Matías semble avoir eu beaucoup de mal à faire accepter son existence à la famille de son père, déjà passablement bouleversée par les retrouvailles avec la fille de Tulio, qui s’appelait alors Soledad et aurait changé de prénom (dans l’interview à Página/12, la présidente de Abuelas, Estela de Carloto, l’appelle Sabrina, comme le fait le communiqué de presse officiel de l’ONG).

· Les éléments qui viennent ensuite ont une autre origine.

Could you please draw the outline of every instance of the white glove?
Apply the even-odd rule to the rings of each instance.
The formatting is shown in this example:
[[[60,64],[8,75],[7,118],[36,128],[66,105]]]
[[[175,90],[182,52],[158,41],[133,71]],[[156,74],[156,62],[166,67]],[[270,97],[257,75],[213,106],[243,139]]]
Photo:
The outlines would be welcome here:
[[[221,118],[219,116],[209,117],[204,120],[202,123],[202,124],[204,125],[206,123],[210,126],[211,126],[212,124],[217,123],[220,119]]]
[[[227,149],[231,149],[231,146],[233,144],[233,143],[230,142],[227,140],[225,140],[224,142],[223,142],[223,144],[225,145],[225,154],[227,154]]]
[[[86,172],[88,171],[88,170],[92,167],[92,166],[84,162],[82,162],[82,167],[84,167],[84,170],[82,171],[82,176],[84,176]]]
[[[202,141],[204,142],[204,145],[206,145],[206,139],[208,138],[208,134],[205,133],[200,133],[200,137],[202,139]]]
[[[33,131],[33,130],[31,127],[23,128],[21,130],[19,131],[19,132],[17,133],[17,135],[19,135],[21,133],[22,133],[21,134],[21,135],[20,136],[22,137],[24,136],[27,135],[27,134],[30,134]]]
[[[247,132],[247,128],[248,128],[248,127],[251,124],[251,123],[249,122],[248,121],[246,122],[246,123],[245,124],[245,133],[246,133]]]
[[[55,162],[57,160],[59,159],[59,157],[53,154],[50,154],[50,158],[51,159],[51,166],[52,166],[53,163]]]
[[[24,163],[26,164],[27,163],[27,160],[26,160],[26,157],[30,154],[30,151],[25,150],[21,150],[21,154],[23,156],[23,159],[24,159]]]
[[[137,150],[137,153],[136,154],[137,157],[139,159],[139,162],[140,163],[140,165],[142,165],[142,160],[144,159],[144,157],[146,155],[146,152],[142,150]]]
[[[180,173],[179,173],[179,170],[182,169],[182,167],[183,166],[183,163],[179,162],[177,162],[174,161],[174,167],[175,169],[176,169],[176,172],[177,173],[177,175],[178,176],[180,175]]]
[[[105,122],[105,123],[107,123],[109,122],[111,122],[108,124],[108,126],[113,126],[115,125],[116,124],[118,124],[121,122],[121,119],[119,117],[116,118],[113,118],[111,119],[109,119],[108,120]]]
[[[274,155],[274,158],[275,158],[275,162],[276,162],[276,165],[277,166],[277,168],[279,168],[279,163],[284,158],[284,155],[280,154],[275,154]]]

Matías, né le 16 mars 1976, à Lomas de Zamora, dans le Gran Buenos Aires, a finalement pu vaincre les résistances de sa famille, subir les tests génétiques qui ont confirmé le lien de parenté, faire admettre l’existence d’une liaison antérieure au mariage avec Raquel (liaison qui devait pourtant être connue puisqu’en décembre 2008, lors de l’identification de Soledad-Sabrina, Abuelas avait pu présenter Tulio Valenzuela et Raquel Negro, comme l’un et l’autre divorcés chacun d’une précédente union). Le jeune homme a rencontré sa demi-soeur le 30 juin de cette année et a fait désormais connaissance avec l’ensemble de ses parents. Il pourra désormais porter le nom de son père qui manquait à son patronyme, anomalie très visible, les Argentins, comme les Espagnols et tous les Latino-Américains, portant toujours le nom de leur père suivi du nom de leur mère. Dans la vie courante, on ne cite guère que le nom du père mais sur les papiers d’identité, ce sont bien les deux noms qui figurent.

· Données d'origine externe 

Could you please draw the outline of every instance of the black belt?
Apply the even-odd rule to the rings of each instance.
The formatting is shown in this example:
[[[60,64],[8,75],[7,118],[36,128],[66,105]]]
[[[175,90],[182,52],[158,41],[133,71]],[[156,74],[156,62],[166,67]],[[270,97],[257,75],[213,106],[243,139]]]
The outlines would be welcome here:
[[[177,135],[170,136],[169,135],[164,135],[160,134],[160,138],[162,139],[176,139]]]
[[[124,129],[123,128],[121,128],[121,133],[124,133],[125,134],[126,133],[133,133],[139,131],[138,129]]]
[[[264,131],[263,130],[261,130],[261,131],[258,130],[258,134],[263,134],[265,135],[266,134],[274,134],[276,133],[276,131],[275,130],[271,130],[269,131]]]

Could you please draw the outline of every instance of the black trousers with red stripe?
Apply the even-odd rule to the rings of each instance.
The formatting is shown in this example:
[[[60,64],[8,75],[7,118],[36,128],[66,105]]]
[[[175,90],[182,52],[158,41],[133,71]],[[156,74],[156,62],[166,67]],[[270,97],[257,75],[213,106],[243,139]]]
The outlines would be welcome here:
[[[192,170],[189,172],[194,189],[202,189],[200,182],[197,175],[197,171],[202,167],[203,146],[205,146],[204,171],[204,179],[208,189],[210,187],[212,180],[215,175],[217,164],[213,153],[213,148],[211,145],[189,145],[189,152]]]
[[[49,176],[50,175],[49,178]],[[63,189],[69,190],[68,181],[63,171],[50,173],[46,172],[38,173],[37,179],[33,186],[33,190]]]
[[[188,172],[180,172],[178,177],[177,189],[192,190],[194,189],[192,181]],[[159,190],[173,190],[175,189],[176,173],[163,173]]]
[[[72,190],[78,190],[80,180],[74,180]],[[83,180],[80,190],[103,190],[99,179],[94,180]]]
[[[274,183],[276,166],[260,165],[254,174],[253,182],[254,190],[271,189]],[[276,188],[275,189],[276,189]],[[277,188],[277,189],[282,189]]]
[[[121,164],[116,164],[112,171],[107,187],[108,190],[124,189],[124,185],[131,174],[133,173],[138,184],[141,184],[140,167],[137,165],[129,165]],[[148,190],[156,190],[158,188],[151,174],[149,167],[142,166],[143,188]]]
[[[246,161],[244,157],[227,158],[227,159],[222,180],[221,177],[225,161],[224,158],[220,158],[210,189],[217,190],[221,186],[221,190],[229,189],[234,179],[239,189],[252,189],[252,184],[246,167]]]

A présent, ayant probablement appris du nouveau sur ce qu’il est advenu de Tulio Valenzuela et Raquel Negro après leur arrestation ensemble le 2 janvier 1978, Abuelas manifeste des doutes sur la mort du petit garçon, frère jumeau de Soledad-Sabrina. Le petit semble bien figurer comme mort à la naissance sur le registre de l’hôpital militaire où Raquel a accouché, puisqu’il y est question de la naissance d’un N.N. de sexe masculin à côté d’une Soledad N., la place du prénom occupée par un simple N d’anonymat signifiant généralement que le nouveau-né est mort à la naissance. Mais étant donné la complexité du dossier, Estela de Carloto entend faire poursuivre les recherches sur le sort de ce bébé jusqu’à aboutir à une certitude : soit on retrouve cet homme vivant, soit on retrouve un corps de nourrisson enterré quelque part. Et alors on sera fixé.